Podzielam troskę Teresy Stylińskiej o stan języka polskiego („Śmietnik polski", „Rz" z 21 lutego 2011). Dbałość o język ojczysty jest nie tylko wyrazem poszanowania naszego wspólnego dziedzictwa, ale także dążeniem do wzajemnego rozumienia się. Tworząc obce zasadom języka polskiego wyrażenia lub przywłaszczając bezkrytycznie słowa obcojęzyczne, stajemy się coraz bardziej niezrozumiali dla innych.
Wiele takich przykładów podaje Teresa Stylińska w swoim artykule, zwracając szczególną uwagę na zaniedbania w tym względzie „ludzi pióra, mikrofonu i kamery". Chciałbym do tej grupy osób szczególnie odpowiedzialnych za stan języka polskiego dołączyć ludzi nauki.
Wydaje się, że nauka powinna w kontaktach ze społeczeństwem posługiwać się – na tyle, na ile to możliwe – jasnym i zrozumiałym językiem. Takim też językiem powinna opisywać obszary swoich badań i nazywać stosowane metody badawcze. Niestety, część przedstawicieli świata nauki ulega pokusie, by w używanym języku być bardziej oryginalna od innych, bardziej przywiązana do wzorców zachodnich, a przez to – w swoim mniemaniu – poważniejsza.
Ktoś taki, zamiast powiedzieć, że wykonał badania ankietowe, powie o „badaniach surveyowych". Przedstawiciel innej dyscypliny naukowej coraz częściej powie, że zajmuje się „zarządzaniem miękkim", a koledzy jego „zarządzaniem twardym". I zwykle wyrażenia te nie będą nawet ujęte w cudzysłów, tak jak w tytule książki Jolanty Szaban „Miękkie zarządzanie. Ze współczesnych problemów zarządzania ludźmi".
O ile eliminowanie z języka codziennego pewnych błędów jest nieraz skuteczne, o tyle w nauce jest to znacznie trudniejsze.

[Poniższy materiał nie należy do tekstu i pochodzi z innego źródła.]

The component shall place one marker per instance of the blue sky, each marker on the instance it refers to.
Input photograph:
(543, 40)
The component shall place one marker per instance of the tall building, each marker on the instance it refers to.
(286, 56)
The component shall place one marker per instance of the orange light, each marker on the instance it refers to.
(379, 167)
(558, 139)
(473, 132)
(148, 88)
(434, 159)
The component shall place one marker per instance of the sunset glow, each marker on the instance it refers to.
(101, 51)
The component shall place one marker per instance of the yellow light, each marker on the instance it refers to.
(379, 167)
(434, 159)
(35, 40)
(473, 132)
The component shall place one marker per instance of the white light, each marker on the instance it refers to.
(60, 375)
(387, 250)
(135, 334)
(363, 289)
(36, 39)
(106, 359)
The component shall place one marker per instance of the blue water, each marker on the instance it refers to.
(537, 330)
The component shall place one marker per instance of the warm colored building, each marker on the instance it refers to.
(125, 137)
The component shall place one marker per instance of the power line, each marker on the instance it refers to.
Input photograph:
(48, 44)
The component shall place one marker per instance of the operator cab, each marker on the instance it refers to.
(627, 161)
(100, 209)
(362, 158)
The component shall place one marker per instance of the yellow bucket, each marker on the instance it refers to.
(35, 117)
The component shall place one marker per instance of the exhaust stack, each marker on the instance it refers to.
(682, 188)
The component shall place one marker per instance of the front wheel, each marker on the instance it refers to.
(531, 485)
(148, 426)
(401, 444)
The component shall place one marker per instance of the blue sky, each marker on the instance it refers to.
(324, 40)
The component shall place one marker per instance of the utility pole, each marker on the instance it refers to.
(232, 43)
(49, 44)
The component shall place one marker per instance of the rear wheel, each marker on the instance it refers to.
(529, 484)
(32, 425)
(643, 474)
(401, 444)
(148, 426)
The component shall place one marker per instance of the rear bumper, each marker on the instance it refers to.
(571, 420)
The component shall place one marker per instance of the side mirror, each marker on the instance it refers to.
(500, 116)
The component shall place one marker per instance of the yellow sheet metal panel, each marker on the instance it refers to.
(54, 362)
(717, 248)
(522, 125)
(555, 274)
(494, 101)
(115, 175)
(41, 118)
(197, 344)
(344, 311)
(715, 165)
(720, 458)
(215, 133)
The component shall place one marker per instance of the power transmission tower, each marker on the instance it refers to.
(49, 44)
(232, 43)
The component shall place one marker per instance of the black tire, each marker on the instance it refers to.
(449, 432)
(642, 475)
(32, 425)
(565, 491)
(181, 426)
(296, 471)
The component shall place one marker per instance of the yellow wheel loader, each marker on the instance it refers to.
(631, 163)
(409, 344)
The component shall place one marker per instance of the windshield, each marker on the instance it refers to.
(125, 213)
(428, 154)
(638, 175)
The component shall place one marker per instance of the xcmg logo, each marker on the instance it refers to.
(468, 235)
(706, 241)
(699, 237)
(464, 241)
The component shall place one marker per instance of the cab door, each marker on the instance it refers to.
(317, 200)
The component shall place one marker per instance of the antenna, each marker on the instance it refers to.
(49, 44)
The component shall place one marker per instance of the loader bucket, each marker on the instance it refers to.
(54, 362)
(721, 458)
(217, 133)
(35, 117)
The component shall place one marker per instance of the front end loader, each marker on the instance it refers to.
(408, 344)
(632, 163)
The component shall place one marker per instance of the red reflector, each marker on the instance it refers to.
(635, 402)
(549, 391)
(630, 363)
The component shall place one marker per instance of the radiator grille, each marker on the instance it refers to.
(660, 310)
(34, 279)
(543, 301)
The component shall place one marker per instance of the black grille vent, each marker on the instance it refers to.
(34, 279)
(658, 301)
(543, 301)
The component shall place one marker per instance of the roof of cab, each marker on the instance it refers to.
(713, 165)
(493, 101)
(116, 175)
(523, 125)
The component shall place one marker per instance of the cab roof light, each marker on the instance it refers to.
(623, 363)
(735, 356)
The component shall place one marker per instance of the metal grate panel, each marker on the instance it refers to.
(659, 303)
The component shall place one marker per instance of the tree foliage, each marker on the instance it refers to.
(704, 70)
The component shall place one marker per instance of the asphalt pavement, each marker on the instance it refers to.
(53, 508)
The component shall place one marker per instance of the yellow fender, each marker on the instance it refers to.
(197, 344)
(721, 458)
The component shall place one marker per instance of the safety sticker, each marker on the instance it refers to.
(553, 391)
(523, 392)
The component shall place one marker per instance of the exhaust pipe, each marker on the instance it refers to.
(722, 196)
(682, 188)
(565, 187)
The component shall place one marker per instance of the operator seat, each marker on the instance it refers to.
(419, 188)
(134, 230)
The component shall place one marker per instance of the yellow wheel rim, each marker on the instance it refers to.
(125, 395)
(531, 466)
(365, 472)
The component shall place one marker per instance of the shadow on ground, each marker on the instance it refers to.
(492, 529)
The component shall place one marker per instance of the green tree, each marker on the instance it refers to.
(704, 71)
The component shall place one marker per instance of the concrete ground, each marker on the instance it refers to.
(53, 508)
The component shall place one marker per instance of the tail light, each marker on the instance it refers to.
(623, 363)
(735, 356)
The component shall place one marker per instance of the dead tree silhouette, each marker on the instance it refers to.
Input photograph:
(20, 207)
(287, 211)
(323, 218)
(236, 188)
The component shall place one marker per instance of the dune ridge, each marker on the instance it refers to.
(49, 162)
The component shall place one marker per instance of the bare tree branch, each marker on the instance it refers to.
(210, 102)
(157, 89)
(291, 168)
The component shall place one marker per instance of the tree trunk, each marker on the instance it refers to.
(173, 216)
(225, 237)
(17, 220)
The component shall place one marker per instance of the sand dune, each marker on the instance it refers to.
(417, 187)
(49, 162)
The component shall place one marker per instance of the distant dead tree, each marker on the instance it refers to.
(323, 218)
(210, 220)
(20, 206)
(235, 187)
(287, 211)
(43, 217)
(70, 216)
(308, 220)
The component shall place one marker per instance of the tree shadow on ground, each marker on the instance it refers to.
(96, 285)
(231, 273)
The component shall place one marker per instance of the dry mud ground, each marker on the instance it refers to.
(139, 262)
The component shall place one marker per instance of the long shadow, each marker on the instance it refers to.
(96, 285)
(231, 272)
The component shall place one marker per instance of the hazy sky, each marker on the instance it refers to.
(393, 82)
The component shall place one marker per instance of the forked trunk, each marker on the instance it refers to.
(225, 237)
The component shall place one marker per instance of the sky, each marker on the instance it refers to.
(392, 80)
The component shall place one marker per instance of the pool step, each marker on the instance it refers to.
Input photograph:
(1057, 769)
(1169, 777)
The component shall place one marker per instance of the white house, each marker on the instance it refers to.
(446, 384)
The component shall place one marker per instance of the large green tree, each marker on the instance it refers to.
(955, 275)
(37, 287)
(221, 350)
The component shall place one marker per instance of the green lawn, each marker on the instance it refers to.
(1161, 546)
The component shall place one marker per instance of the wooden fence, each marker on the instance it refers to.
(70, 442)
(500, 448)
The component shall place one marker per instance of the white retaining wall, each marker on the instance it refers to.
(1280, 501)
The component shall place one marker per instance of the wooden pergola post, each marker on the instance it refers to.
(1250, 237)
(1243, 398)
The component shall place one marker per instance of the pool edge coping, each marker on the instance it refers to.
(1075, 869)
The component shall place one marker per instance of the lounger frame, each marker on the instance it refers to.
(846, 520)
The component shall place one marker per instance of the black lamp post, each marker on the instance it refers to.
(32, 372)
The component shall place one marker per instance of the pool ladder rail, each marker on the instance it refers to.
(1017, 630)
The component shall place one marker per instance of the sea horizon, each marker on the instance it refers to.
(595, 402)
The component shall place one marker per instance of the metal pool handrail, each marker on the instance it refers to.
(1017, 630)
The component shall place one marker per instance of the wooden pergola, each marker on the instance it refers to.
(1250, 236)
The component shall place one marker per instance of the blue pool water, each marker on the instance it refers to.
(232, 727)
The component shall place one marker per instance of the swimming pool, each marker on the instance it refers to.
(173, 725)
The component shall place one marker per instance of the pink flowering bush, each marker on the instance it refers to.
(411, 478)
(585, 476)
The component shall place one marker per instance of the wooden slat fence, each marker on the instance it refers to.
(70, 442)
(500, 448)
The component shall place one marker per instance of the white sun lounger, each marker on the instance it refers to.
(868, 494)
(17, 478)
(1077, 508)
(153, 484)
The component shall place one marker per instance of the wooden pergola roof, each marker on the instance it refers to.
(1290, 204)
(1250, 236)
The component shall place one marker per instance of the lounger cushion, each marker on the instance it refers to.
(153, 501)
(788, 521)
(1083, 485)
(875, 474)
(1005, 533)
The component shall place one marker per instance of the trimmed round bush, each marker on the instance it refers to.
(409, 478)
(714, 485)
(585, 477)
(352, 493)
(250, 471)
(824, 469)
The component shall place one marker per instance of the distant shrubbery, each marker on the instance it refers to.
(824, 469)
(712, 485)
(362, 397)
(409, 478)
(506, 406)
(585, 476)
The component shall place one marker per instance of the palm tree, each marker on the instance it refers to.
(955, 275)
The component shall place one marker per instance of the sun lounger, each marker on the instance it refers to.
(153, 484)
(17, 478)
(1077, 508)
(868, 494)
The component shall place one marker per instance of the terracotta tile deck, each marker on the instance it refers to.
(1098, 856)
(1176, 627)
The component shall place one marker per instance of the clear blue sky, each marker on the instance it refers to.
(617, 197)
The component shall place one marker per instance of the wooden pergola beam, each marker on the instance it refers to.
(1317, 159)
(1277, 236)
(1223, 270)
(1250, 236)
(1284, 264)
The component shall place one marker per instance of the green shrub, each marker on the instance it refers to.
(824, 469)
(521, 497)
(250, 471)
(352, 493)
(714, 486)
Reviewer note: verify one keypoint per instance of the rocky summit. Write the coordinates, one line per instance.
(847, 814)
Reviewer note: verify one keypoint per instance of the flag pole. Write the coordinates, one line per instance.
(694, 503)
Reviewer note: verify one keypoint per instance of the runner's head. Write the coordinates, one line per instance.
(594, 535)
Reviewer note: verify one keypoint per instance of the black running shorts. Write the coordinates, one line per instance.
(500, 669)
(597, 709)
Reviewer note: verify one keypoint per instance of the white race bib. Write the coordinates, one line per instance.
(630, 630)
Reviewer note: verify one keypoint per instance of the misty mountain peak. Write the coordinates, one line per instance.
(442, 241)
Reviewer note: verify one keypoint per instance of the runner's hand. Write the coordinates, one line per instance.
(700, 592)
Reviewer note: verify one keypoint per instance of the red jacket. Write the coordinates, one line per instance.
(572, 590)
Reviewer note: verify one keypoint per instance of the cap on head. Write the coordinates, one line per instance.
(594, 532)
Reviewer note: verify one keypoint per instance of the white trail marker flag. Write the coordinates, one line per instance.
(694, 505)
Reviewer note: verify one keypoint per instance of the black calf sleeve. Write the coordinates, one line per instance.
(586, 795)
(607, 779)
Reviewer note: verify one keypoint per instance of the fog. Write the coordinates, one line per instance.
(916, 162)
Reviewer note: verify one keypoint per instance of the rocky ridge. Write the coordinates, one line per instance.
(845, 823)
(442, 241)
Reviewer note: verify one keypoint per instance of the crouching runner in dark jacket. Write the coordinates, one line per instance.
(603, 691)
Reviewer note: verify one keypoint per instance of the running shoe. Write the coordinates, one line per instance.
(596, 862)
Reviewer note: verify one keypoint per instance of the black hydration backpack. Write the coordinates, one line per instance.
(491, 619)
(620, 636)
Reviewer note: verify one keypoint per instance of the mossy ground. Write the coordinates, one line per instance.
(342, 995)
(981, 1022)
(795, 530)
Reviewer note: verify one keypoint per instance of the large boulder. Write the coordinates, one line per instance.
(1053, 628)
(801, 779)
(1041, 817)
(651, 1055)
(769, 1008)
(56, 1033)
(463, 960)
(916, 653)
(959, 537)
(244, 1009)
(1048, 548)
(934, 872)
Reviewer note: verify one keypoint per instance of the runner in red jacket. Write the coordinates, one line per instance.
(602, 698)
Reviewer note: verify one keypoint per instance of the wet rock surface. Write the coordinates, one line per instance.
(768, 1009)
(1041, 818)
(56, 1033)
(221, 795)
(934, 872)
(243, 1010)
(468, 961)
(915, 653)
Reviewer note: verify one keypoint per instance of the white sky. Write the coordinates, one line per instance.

Naukowiec bowiem jest gotów szybko podjąć się takiego zdefiniowania używanego przez siebie wyrażenia, że żadne ze znanych określeń nie będzie precyzyjnym jego odpowiednikiem. Na przykład będzie uzasadniał, że „badanie surveyowe" jest czymś innym niż badania ankietowe i sondażowe. W ten sposób broni się często w nauce nowych, niepoprawnie nazwanych terminów i kategorii, powołując się na analogie do innych języków.